Towards expressive speech in conversational AI

Synthesised speech is nothing new — think virtual assistants for smartphones and smart speakers, and GPS assistance. They may sound robotic and monotonous, even when there are choices of voice or accent. All these is about to change as NVIDIA researchers are using AI to give life to synthesised speech.

The researchers are building models and tools for high-quality, controllable speech synthesis that capture the richness of human speech, filled with intonation, timbre and feelings.

Their models are on demo at Interspeech 2021, which runs through September 3 at Brno Exhibition Centre in Czech Republic.

These models can help voice automated customer service lines for banks and retailers, bring video-game or book characters to life, and provide real-time speech synthesis for digital avatars.

Expressive speech synthesis is just one element of NVIDIA Research’s work in conversational AI, which encompasses natural language processing, automated speech recognition, keyword detection, and audio enhancement.

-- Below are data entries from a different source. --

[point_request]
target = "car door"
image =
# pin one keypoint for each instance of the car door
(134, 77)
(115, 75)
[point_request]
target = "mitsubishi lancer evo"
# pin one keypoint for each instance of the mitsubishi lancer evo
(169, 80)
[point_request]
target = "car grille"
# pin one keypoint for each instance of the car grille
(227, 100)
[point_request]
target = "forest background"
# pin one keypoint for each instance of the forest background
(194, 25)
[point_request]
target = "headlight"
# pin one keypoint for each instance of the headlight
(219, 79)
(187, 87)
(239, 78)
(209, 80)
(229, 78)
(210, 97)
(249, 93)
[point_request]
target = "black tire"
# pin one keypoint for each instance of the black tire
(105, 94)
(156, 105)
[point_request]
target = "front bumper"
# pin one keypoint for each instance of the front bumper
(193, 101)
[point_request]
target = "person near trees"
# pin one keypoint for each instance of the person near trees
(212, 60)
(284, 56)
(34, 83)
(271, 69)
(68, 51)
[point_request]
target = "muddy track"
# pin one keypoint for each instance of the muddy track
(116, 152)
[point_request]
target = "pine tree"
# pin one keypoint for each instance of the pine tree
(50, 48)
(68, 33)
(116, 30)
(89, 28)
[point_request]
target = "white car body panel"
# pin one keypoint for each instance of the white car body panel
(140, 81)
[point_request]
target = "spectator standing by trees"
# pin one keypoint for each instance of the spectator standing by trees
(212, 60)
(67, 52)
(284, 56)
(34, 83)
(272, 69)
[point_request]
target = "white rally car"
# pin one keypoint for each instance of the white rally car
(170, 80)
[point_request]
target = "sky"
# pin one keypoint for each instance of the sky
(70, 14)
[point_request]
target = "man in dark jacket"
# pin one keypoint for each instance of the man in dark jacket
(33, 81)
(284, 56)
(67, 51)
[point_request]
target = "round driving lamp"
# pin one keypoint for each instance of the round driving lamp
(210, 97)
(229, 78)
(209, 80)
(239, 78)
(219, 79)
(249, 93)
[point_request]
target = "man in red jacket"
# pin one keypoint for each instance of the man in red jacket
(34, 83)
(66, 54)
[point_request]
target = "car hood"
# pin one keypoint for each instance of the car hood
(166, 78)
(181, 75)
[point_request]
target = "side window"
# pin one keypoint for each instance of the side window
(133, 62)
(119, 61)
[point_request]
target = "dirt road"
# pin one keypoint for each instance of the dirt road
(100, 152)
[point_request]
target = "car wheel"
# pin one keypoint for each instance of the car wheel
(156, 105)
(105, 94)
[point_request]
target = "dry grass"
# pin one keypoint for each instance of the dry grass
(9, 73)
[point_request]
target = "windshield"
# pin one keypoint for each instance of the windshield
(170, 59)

An interesting feature created by NVIDIA researchers is voice conversion, where one speaker’s words (or even singing) is delivered in another speaker’s voice. Inspired by the idea of the human voice as a musical instrument, the RAD-TTS interface gives users fine-grained, frame-level control over the synthesised voice’s pitch, duration and energy.

With NVIDIA NeMo — an open-source Python toolkit for GPU-accelerated conversational AI — researchers, developers and creators can gain a head start in experimenting with, and fine-tuning, speech models for their own applications.